The above protein constituted our first layer of attachment to the aerogel and the structure gave us crucial feedback on the project and how to efficiently coat the aerogel. According to (fig. 9, A), we identified the structure of the different single chains of interest easily. The blue slightly smaller helicoidal structure represented the mSA protein that was attached to the silk protein, the elongated green structure and finally we g tothe CBD sequence that is displayed in red. The (fig.9, B) confirmed the hypothesis of knowing very efficiently the three domains and having trouble distinguishing the in-between linkage which is totally normal since we designed those linking segments to be able to keep the structure of the three main elements. The same graph showed that few iterations of the prediction lacked to characterize the silk segment, which was an issue in the experiments. However both (fig. 9, C) and (fig. 9, D), confirmed the reasoning that the proteins kept a structure preserving their initial aim (Design Page). The linkage gave in reality more freedom of placement of those chains. The IDDT score helped to identify the percentage of correctly predicted and true structure that could be superimposed. In general, the higher this score the better the model is considered.

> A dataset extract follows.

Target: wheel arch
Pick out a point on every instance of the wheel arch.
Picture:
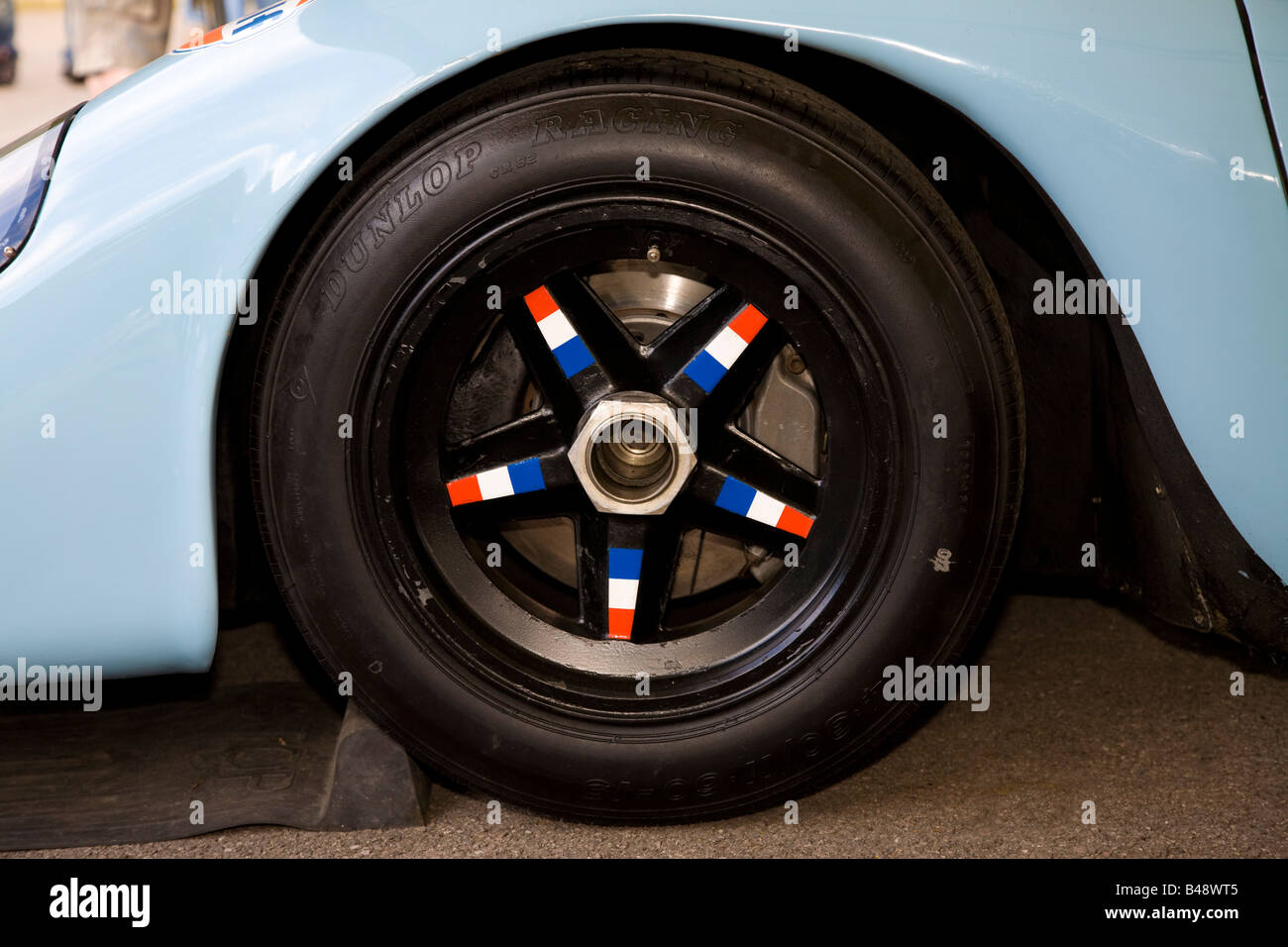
(1106, 463)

03a recombinant protein (Design Page)
Click here to display (Fig.10) Analysis!
We also designed a control to prove the effective attachment of our recombinant proteins. In (fig.10, A), we identified the three main parts of the mSA-GFP-CBD protein. Compared to the previous (fig.10, A) we saw that the GFP domain, in green, was more easily characterized and yielded a closer linkage to the mSA chain, in blue. We had both of the proteins closely associated. However for the CBD region, we identified a longer linkage which meant different configuration of tha attachment possible. From (fig.10, B, D) it was really interesting to see that the 5 predictions yielded similar correlation measures and similar IDDT scores, which enabled us to confirm that the model was robust in the determination of three chain structures. The Results were more robust then for the case of (fig 9, B,D) where there were differences in the silk domain between the five predictions. We noticed the similar lacking of structural representation when treating the linkage areas.

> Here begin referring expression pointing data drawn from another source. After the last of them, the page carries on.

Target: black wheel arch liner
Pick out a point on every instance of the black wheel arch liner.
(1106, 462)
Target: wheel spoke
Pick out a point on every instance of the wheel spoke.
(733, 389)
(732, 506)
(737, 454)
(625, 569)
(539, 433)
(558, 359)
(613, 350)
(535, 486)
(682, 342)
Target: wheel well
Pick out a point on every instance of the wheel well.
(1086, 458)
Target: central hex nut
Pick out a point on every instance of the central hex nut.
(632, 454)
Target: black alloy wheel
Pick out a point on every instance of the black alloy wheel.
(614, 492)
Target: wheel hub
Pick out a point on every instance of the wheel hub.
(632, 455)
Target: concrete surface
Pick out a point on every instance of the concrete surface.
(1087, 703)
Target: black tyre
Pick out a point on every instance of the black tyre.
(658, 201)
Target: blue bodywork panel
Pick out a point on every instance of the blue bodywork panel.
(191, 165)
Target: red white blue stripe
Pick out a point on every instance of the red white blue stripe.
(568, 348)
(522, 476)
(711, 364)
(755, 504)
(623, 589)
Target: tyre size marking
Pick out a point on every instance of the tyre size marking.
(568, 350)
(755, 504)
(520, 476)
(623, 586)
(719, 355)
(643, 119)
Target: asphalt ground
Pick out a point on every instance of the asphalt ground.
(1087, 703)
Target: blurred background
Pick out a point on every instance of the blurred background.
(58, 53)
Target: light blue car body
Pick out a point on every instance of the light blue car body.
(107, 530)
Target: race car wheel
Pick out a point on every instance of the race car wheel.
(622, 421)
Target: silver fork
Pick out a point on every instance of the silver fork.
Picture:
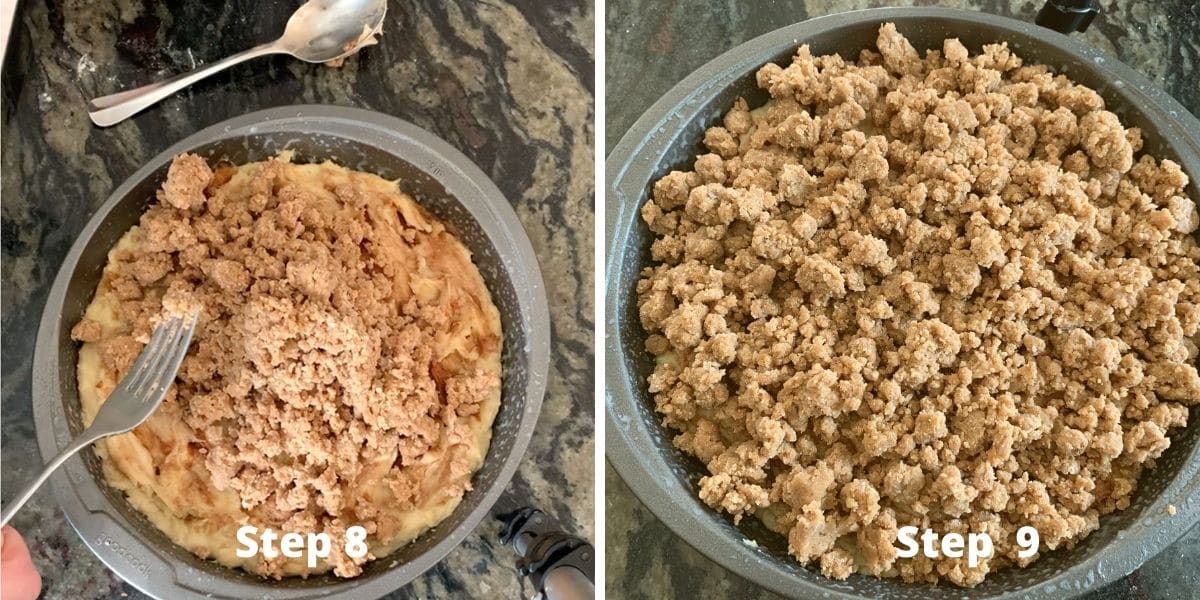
(131, 402)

Those above information extracted from (fig.9) and (fig.10), were crucial to troubleshoot some aspects of the purification and to predict how the proteins behaved in a real environment. The visualization gave us a better understanding of the different chain sizes and permitted a confirmation of the proteins’ structure coherence in the manufacturing of the silk biofilm This characterization was crucial to pursue a modeling of the number of proteins needed to have an efficient coating.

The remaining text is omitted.